Met deze zes instrumenten zou een 100-tal kleine en grote programma's
die thans de Europese financieringsprogramma's voor het extern beleid
vertegenwoordigen worden vervangen.
Inzet Nederlandse regering
Nederland is van mening dat de Europese Unie in toenemende mate de
buitenlands-politieke verantwoordelijkheid moet kunnen dragen die
hoort bij haar mondiale economische status. De nieuwe invulling en
beinstrumentering van het extern beleid lijkt beter aan te sluiten op
de eisen die de internationale omgeving aan het beleid stelt. Conform
de Nederlandse positie ten aanzien van de nieuwe Financiële
Perspectieven is Nederland binnen reëel constante uitgavenkaders
voorstander van een versterking van het externe beleid. Versterking
moet vooral worden bereikt door een effectievere en meer coherente
inzet van het instrumentarium van de Unie. Het feit dat het huidige
budget voor het externe optreden versnipperd en onoverzichtelijk is,
komt de coherentie niet ten goede. Het voorstel van de Commissie biedt
mogelijkheden tot stroomlijning van de begrotingsstructuur voor het
externe beleid; deze inzet wordt door het kabinet gesteund. Ook het
voorstel van de Commissie om het Europees Ontwikkelingsfonds onder te
brengen in de EU-begroting is een goede ontwikkeling. Het zou de
coherentie van het externe optreden van de EU vergroten en zou het
Europees Parlement instaat stellen mee te beslissen over een
belangrijk instrument van hulp aan landen in Afrika, het Caribische
gebied en de Stille Oceaan. Wel vindt Nederland dat er in dit stadium
behoefte bestaat aan verdere verduidelijking ten aanzien van de
begrote bedragen, de ODA toeschrijving van de verschillende
instrumenten en hun geografische en thematische afbakening. Ook de
precieze invulling van het instrument vrede en veiligheid is van
belang omdat daar het GBVB van de EU wordt ondergebracht. Tot slot wil
het kabinet onderzoeken hoe er binnen de financiële kaders meer
armslag kan worden gecreëerd voor onverwachte gebeurtenissen. Juist
bij het extern beleid alwaar dikwijls een beroep op de EU wordt gedaan
om bij te springen in een crisisgebied is flexibiliteit nodig. Bij het
verschijnen van de definitieve voorstellen zal hierover meer
duidelijkheid komen.
5. De ontvangstenkant van de EU: het Eigen Middelen Besluit
Op 14 juli heeft de Commissie drie documenten gepresenteerd over de
financiering van de EU-begroting: een rapport over de werking van het
Eigen Middelen systeem Financing the European Union, een voorstel voor
een Raadsbesluit over het systeem van Eigen Middelen, waarin het
voorstel voor een GCM nader wordt uitgewerkt en een voorstel voor een
Raadsverordening, waarin de werking (implementing measures) van de GCM
wordt geregeld. In deze documenten worden twee hoofdthema's
aangedragen: de introductie van een GCM en een aanzet voor een
discussie van een eurotax vanaf 2014.
5.1. Het generiek correctiemechanisme
In haar mededeling van 10 februari kondigde de Commissie aan met een
voorstel te zullen komen voor een Generiek Correctiemechanisme (GCM).

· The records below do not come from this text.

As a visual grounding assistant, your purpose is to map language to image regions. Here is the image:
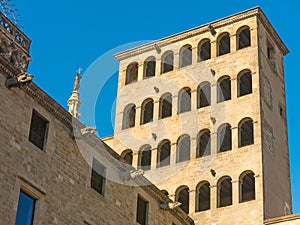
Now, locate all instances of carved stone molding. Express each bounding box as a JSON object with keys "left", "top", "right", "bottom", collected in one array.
[{"left": 115, "top": 7, "right": 288, "bottom": 61}]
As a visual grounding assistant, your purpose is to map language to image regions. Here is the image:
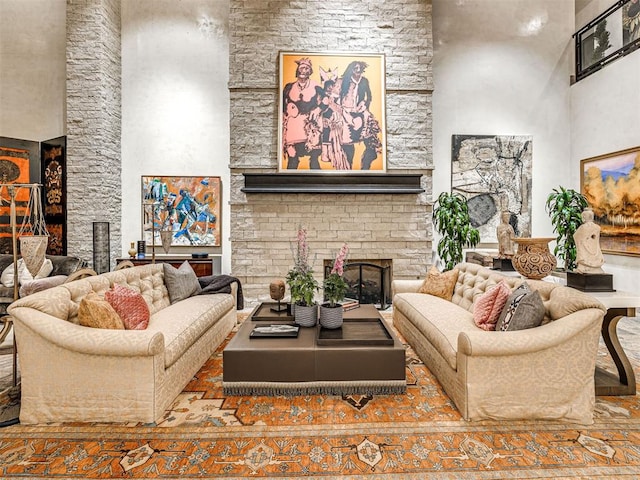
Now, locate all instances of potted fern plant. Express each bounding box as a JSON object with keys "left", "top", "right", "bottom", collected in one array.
[
  {"left": 432, "top": 192, "right": 480, "bottom": 271},
  {"left": 545, "top": 186, "right": 588, "bottom": 271}
]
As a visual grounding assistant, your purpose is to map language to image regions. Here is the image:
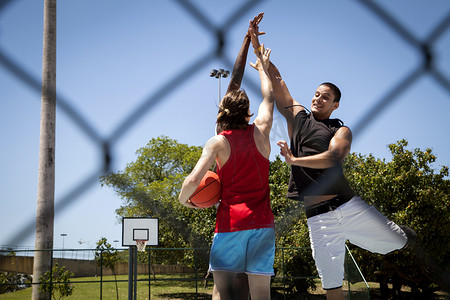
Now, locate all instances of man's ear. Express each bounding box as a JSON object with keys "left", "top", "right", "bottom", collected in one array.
[{"left": 333, "top": 101, "right": 340, "bottom": 110}]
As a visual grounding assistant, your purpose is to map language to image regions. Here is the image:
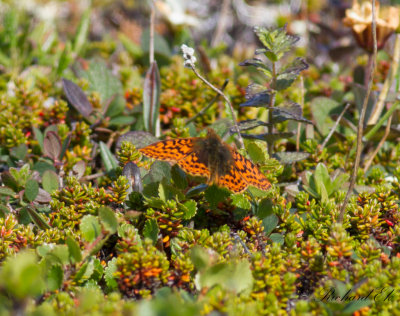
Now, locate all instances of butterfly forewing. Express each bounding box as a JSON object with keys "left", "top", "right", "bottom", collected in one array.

Op 14 juli heeft de Commissie dit voornemen geconcretiseerd door een
voorstel te presenteren voor wijziging van het Eigen Middelen Besluit.
Het Commissievoorstel
De Commissie stelt dat de argumenten uit 1984 die ten grondslag lagen
aan de totstandkoming van het de VK-compensatie niet langer
gerechtvaardigd zijn. In 1984 had het VK het laagste BNI per capita
van de nettobetalers. Vandaag de dag heeft het VK het hoogste BNI per
capita, gevolgd door Denemarken en Oostenrijk.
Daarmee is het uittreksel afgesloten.